Bouleversement, changement exemplaire — à une époque de médias sociaux, la tentation est forte de tout sur-dramatiser, y-compris le rapport d’une équipe de jeunes, à l’issue d’une brève réunion alors qu’ils ne se connaissaient pas auparavant, et diffusé auprès de 15 000 accros de Facebook.
Mais le fond n’a guère changé, et, de toute façon, l’objectif ne consiste pas simplement en une amélioration de l’encadrement religieux des jeunes. On aimerait toujours savoir si davantage de gens sont guidés vers Jésus-Christ — le seul véritable, à l’aide des Écritures, sous la protection de l’Esprit Saint, dans son corps mystique, l’Église.
« Accompagnement » impliquait famille, paroisse, communauté. Reconnaissons à ces jeunes qu’ils en tiennent compte dans leur rapport — tout autant : crise au sein des familles, tohu-bohu dans nombre de paroisses, hostilité gouvernementale trop fréquente envers la religion en général, et envers le Catholicisme en particulier. Ils voient bien qu’il faut réagir contre la perte des valeurs anciennes, mais ne savent pas bien comment.
Autre problème : peut-on s’appuyer sur la Foi si on fuit en même temps les jugements non des gens mais des vérités et errements appelant à des prises de décision ? Que choisir pour rétablir la famille, la paroisse, la société alors que rien ne peut les remplacer ? Si l’Église ne donne pas une main ferme pour vous guider — si, comme vos parents, vous souhaitez qu’elle soit présente dans vos besoins, mais n’avez guère envie de suivre ses conseils — que peuvent espérer les naufragés ?

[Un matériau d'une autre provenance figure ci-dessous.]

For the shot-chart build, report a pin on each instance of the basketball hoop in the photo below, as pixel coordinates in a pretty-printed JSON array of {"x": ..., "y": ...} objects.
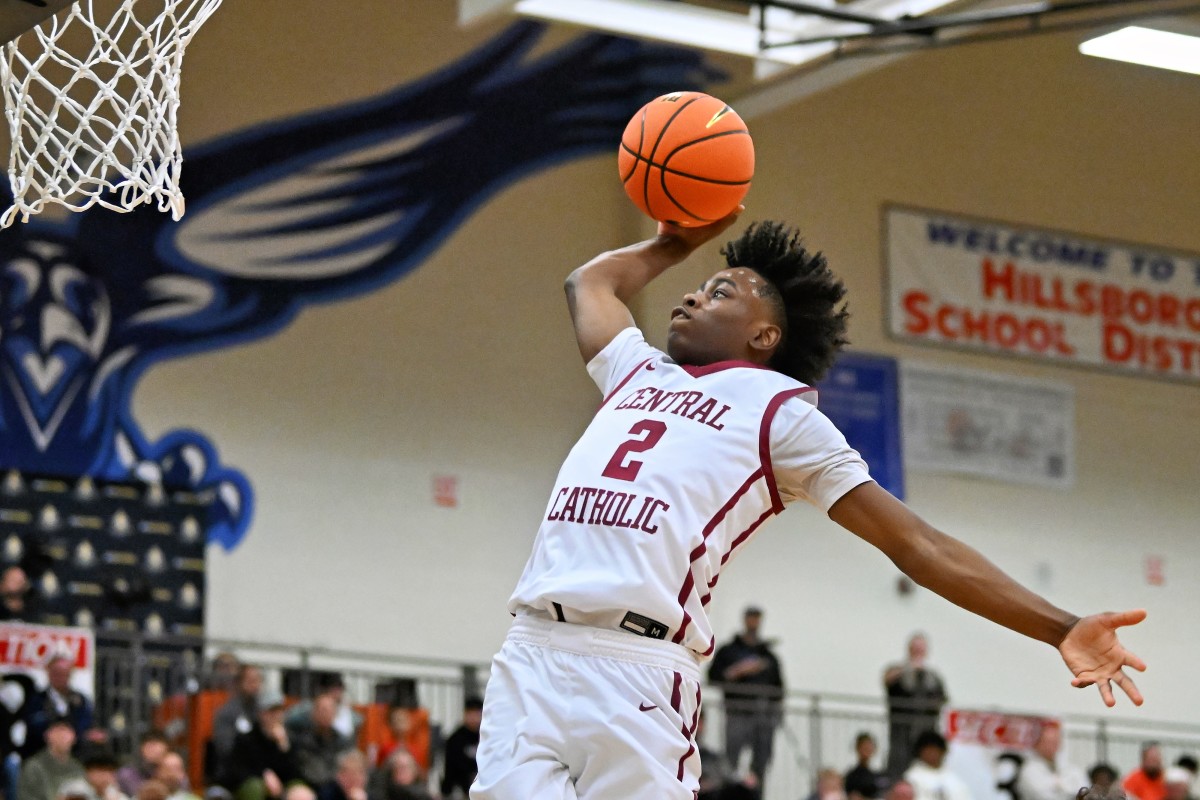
[{"x": 91, "y": 102}]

S.S. François vient de publier un livre « God is Young » [Dieu est jeune] (traduction à paraître à l’automne) reprenant partiellement la célèbre formule de St. Augustin sur la beauté de Dieu : tam antiqua, tam nova, « Toujours ancienne, toujours nouvelle ». Les jeunes réunis à Rome ont atteint une réussite partielle, mais de grande valeur. Reste à voir si les adultes, adultes responsables, sauront en tirer une bonne conclusion en Octobre prochain.